Unifying Concepts

Diagnostic Criteria for Systemic Mastocytosis (SM)

If at least 1 major and 1 one minor, or at least 3 minor criteria, are met, the diagnosis of Systemic Mastocytosis (SM) can be established.

Major Criteria: Multifocal dense infiltrates of mast cells in bone marrow or other extracutaneous organ(s) (>15 mast cells in aggregate)

Minor Criteria:

a) Mast cells in bone marrow or other extracutaneous organ(s) show an abnormal morphology (> 25%)

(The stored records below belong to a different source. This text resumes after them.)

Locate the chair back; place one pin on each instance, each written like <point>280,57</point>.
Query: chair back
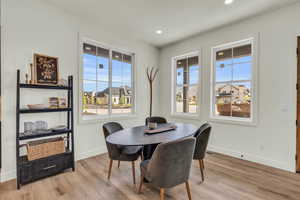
<point>108,129</point>
<point>159,120</point>
<point>202,137</point>
<point>171,163</point>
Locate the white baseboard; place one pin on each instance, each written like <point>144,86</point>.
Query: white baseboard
<point>11,174</point>
<point>244,156</point>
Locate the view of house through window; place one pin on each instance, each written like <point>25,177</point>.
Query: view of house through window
<point>233,77</point>
<point>187,83</point>
<point>107,81</point>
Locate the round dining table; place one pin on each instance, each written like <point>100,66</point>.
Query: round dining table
<point>136,136</point>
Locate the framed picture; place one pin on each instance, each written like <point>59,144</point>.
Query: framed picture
<point>45,69</point>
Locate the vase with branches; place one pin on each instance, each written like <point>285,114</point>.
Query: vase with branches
<point>151,75</point>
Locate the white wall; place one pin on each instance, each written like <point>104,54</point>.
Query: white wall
<point>272,141</point>
<point>33,27</point>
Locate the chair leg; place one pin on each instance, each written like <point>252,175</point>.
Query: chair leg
<point>187,185</point>
<point>133,171</point>
<point>201,169</point>
<point>141,184</point>
<point>162,194</point>
<point>109,170</point>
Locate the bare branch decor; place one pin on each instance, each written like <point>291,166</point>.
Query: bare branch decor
<point>151,74</point>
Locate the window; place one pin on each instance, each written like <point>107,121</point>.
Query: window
<point>107,81</point>
<point>186,84</point>
<point>233,81</point>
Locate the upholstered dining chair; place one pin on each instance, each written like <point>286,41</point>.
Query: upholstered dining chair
<point>169,166</point>
<point>159,120</point>
<point>149,149</point>
<point>202,137</point>
<point>119,152</point>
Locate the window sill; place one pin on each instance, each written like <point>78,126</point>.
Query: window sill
<point>84,119</point>
<point>185,116</point>
<point>234,121</point>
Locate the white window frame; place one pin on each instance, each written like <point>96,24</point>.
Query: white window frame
<point>95,118</point>
<point>253,120</point>
<point>174,84</point>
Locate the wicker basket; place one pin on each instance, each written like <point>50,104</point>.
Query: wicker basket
<point>44,148</point>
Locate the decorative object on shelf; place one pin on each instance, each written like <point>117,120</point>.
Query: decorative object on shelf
<point>59,128</point>
<point>160,129</point>
<point>151,74</point>
<point>31,74</point>
<point>62,82</point>
<point>53,102</point>
<point>26,79</point>
<point>152,125</point>
<point>62,102</point>
<point>44,148</point>
<point>29,127</point>
<point>37,106</point>
<point>45,69</point>
<point>41,125</point>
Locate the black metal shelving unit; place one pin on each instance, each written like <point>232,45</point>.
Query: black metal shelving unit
<point>28,171</point>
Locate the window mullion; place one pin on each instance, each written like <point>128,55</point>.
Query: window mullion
<point>110,83</point>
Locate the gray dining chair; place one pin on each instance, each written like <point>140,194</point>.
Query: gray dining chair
<point>169,166</point>
<point>202,137</point>
<point>119,152</point>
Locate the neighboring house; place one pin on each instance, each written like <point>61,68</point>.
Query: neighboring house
<point>192,94</point>
<point>236,94</point>
<point>119,95</point>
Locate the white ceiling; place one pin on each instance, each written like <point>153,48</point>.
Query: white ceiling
<point>177,18</point>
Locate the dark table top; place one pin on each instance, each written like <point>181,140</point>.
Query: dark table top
<point>136,137</point>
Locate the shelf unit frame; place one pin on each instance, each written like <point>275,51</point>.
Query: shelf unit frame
<point>21,137</point>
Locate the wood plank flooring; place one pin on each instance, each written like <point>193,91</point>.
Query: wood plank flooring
<point>226,178</point>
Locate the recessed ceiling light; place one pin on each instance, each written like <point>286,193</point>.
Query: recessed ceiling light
<point>159,32</point>
<point>228,2</point>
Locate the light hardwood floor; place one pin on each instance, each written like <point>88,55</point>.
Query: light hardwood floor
<point>226,178</point>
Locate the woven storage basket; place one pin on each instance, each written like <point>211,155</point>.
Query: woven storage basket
<point>44,148</point>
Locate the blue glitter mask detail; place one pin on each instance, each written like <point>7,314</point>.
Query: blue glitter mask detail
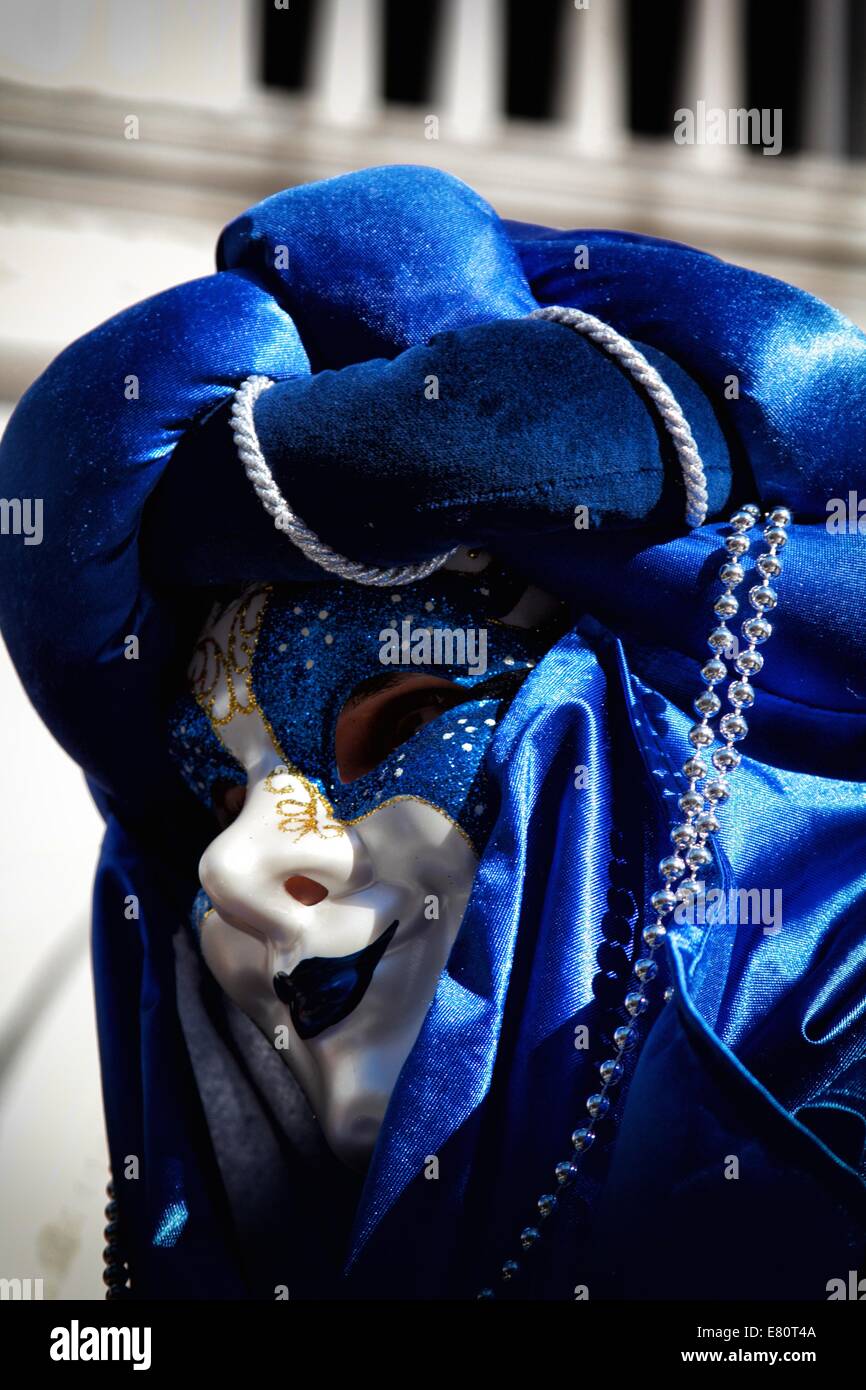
<point>319,642</point>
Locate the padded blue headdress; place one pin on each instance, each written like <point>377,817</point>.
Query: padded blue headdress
<point>350,295</point>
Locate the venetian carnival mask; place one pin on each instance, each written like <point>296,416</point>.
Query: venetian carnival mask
<point>339,734</point>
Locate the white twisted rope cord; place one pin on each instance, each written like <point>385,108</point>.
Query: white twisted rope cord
<point>275,505</point>
<point>647,375</point>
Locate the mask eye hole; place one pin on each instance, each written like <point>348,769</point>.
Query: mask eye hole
<point>384,712</point>
<point>227,801</point>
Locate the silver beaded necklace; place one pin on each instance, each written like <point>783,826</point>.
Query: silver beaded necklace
<point>699,805</point>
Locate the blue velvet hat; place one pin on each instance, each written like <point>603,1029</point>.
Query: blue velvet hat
<point>353,296</point>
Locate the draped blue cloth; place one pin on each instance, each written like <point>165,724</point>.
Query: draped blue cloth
<point>389,275</point>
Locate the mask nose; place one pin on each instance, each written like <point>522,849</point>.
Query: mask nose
<point>260,877</point>
<point>306,891</point>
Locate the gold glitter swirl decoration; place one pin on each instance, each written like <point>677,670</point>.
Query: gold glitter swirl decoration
<point>216,669</point>
<point>306,813</point>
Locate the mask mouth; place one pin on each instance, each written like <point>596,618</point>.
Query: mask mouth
<point>323,990</point>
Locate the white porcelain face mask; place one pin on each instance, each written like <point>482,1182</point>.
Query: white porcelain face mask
<point>334,897</point>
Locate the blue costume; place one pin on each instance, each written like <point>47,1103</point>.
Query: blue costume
<point>389,278</point>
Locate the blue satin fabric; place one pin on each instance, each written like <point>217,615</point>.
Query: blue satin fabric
<point>762,1054</point>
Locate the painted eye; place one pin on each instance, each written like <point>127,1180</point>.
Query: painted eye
<point>227,799</point>
<point>382,713</point>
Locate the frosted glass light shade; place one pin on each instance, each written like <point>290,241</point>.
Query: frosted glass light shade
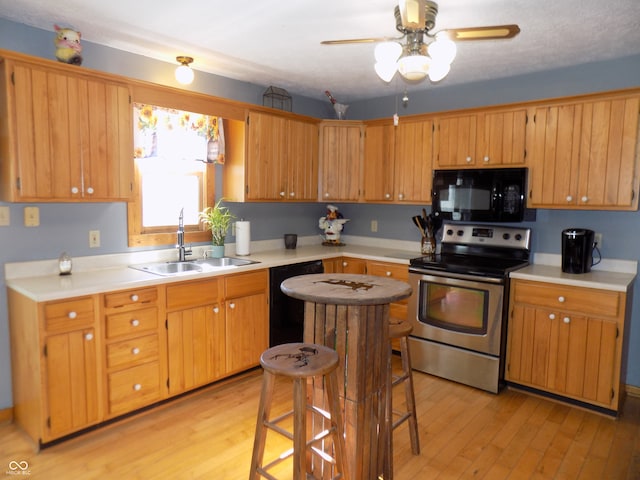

b) C-kit mutation at codon 816 in extracutaneous organ(s). (Activating mutations at codon 816; in most cases, c-kit D816V)

c) Mast cells in bone marrow express CD2 and/or CD25

d) Serum total tryptase > 20 ng/mL (does not count in patients who have associated hematologic clonal non-mast cell lineage disease-type disease)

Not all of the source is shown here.